My ambition is no longer tied to the desire for admiration. It has shifted from seeking approval to fostering growth: I wish to avoid stagnation. I don’t want to look back and feel that I could have accomplished more. I want to strive, with every step, to be the best version of myself.
Moreover, I refuse to confine my life to a narrow existence. I encounter individuals from both small and large towns, all ensnared in limited perspectives, grappling with trivial issues. I see people of varying heights unable to see beyond their immediate circles. It’s as if the entire world has shrunk to the size of a soccer ball.
I aspire to break free from such limitations. I want my life to encompass vast horizons and boundless opportunities for growth. I yearn to keep evolving, learning, and expanding, much like an infinite balloon. This, I realize, is the essence of my true ambition.
Thus, I’m choosing to cancel my GRE and return the untouched prep book, for I never truly desired this path. Instead, I’ll seek out Workaways and WWOOFing experiences where I can learn about herbal medicine, ecosystem restoration, and goat herding. I’m taking up sailing and diving into reading. No Yale, just kale, sails, and Ishmael.
I don’t require a PhD. In fact, I suspect few do. What I truly want is to broaden my horizons and embrace new learning experiences.
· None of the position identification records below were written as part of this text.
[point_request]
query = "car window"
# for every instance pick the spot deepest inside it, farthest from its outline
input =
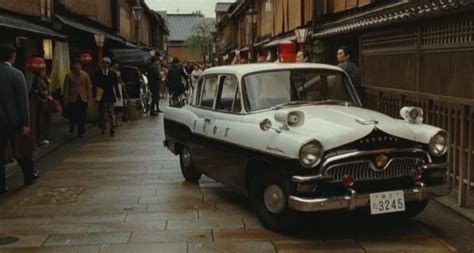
(209, 92)
(237, 108)
(226, 97)
(267, 89)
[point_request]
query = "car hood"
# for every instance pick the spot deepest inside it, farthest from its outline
(335, 126)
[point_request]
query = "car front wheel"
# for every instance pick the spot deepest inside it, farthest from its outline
(187, 168)
(269, 198)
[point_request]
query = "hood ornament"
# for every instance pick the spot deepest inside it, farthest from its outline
(367, 122)
(381, 161)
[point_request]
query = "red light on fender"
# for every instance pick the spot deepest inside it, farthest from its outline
(348, 181)
(417, 175)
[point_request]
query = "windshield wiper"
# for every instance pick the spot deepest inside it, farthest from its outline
(297, 102)
(332, 102)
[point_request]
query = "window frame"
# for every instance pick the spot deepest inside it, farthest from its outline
(219, 94)
(199, 91)
(246, 104)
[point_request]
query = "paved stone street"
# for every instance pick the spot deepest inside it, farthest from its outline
(126, 194)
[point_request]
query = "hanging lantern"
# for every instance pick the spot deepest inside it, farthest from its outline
(35, 64)
(85, 58)
(287, 52)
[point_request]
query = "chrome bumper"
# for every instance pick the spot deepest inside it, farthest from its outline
(353, 200)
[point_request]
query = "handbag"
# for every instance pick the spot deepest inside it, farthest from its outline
(99, 94)
(54, 106)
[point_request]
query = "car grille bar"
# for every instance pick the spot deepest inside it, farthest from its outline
(366, 170)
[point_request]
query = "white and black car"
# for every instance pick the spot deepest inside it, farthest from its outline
(294, 137)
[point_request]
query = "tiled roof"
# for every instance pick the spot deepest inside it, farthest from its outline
(222, 7)
(181, 25)
(17, 23)
(396, 13)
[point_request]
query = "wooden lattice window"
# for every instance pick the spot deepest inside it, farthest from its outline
(46, 8)
(393, 40)
(448, 34)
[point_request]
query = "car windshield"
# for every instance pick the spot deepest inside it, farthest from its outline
(297, 86)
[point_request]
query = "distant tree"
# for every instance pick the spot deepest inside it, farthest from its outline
(200, 42)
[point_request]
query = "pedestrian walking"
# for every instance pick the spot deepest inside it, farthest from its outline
(121, 92)
(154, 80)
(76, 94)
(176, 75)
(41, 85)
(105, 87)
(195, 75)
(344, 58)
(164, 75)
(14, 118)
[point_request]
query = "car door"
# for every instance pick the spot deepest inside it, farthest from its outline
(203, 108)
(226, 158)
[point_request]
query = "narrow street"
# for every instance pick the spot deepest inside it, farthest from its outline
(126, 194)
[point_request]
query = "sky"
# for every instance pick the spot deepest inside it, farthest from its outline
(186, 6)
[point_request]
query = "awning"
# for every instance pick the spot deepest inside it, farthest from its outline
(262, 42)
(22, 25)
(89, 29)
(131, 56)
(276, 42)
(391, 14)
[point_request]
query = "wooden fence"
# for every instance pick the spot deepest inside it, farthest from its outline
(456, 115)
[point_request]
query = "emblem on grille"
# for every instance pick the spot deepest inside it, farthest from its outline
(381, 161)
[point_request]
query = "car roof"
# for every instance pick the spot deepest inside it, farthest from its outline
(243, 69)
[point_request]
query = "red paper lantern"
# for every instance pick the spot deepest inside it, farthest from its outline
(85, 58)
(287, 52)
(35, 64)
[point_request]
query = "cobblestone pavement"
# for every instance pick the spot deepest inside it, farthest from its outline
(126, 194)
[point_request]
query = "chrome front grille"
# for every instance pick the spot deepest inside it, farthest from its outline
(366, 169)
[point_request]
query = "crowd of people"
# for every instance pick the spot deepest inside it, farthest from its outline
(21, 104)
(175, 80)
(25, 109)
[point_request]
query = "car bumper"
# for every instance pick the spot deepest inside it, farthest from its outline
(354, 200)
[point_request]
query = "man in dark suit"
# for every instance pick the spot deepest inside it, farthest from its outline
(14, 118)
(105, 91)
(154, 80)
(76, 94)
(344, 58)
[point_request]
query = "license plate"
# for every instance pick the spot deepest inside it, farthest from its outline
(387, 202)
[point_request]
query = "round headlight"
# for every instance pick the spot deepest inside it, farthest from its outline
(439, 144)
(413, 115)
(311, 154)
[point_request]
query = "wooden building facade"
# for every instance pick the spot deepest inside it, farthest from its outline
(413, 53)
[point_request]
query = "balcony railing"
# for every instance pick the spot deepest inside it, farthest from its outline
(455, 115)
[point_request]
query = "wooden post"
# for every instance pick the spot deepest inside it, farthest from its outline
(470, 150)
(462, 155)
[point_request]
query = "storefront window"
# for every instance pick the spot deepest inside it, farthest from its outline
(46, 7)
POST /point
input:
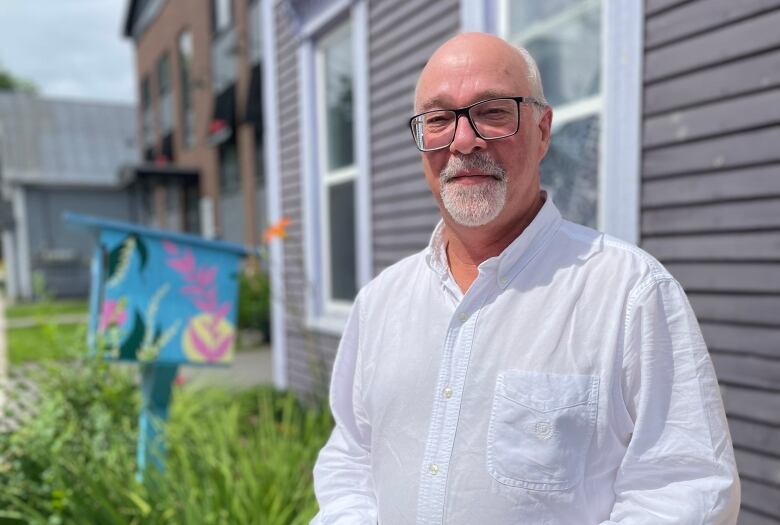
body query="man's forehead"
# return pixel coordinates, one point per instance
(446, 98)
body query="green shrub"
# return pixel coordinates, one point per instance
(254, 302)
(233, 457)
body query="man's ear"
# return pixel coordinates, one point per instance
(545, 129)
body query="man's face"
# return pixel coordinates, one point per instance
(474, 181)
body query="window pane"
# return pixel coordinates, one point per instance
(185, 70)
(570, 170)
(229, 177)
(337, 66)
(341, 204)
(565, 43)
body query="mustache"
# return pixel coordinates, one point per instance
(479, 161)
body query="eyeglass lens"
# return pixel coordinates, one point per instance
(493, 119)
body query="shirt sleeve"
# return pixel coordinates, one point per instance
(342, 474)
(679, 465)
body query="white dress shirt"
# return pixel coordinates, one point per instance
(569, 385)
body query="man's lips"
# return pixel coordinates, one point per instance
(471, 178)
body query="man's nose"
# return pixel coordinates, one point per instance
(466, 139)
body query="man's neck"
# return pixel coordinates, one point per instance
(468, 247)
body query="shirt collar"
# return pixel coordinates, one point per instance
(508, 263)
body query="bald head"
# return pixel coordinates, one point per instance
(471, 53)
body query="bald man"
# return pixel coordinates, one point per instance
(521, 368)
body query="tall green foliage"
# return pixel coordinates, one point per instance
(233, 457)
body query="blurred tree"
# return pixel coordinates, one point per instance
(9, 82)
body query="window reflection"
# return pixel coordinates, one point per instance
(570, 170)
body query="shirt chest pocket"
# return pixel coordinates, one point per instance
(540, 429)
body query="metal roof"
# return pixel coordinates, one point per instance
(63, 142)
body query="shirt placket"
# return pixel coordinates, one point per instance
(446, 410)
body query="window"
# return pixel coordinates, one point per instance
(164, 93)
(147, 117)
(185, 76)
(222, 19)
(337, 166)
(229, 176)
(564, 36)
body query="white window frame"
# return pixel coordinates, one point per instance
(323, 314)
(619, 105)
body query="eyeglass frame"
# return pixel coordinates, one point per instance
(465, 111)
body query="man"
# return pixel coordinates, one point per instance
(521, 369)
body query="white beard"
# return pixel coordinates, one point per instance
(473, 204)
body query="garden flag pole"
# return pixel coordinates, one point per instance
(160, 299)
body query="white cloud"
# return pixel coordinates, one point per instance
(69, 48)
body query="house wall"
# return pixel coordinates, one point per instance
(402, 35)
(235, 214)
(60, 251)
(711, 206)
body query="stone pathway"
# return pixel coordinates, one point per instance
(3, 358)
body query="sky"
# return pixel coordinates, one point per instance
(69, 48)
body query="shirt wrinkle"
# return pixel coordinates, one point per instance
(558, 389)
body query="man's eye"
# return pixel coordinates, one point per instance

My ambition will transform into something far more enriching, something that feels natural and genuinely mine.
Ambition, much like shame or guilt or anger, serves a purpose. There’s always a loving reason behind its emergence. However, it can become distorted when we attempt to fulfill our needs through misguided desires. By stripping away the superficial layers of our wants and letting go of reactivity, the right course of action will reveal itself.
When aligned with my true self, it doesn’t feel like effort at all; it simply feels like being: this is who I am—someone who is constantly moving, learning, and documenting the journey.